Ce plan fonctionnerait à condition que le prince la ferme ! Jeff craqua des doigts, démangé par l'envie de planter une dague dans la poutre derrière le prince, à un centimètre au-dessus de sa chevelure. Dilan déglutit, intimidé par l'aura assassine émanant du Triumvir. Il se souvenait de l'agilité féline avec laquelle le Grand Conseiller avait donné la chasse aux fugitifs, en s'élançant dans l'arène. Le sortir de ses gonds n'était pas recommandé.

Red étudiait Jeff, d'abord intrigué puis inquiet. Il avait l'impression de voir un autre homme. Tout cela à cause d'une femme ? Traîtresse, en plus ! Mais Sacha soutenait que des hommes guerroyaient pour les faveurs de l'objet de leurs désirs.

Dean Leblanc guerroierait-il pour moi si je lui accordais mes faveurs ?
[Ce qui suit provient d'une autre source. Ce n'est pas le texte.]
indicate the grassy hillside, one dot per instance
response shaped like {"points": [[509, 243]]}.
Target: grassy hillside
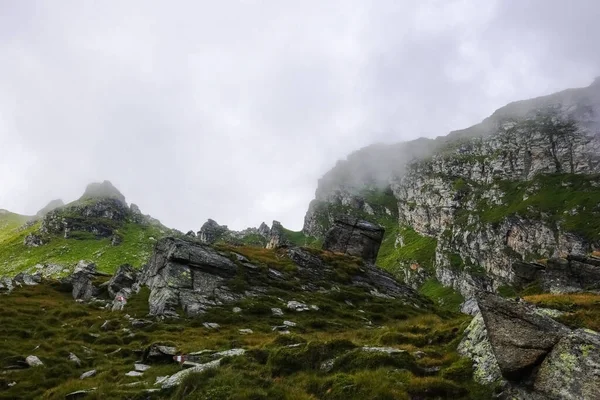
{"points": [[46, 322]]}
Il ravala un grommèlement. À force de personnifier une femme, il frisait la crise identitaire ! Il maudit Dean de lui avoir implanté ces idées tordues.

« C'est donnant-donnant, Majesté. J'ai ce que je désire : vous. Et vous aurez ce que vous désirez : ma loyauté. »

La remarque de Jeff le tira du bourbier de sa mortification et de ses sentiments mitigés.

— Vous taisez le contenu codé de votre courrier avec votre jumeau, Altesse, mais si j'étudie le reste, il apparait que vous êtes rentré en contact avec lui récemment. La fraicheur de certains détails indique que le prince David se trouve à Aram ou dans sa périphérie.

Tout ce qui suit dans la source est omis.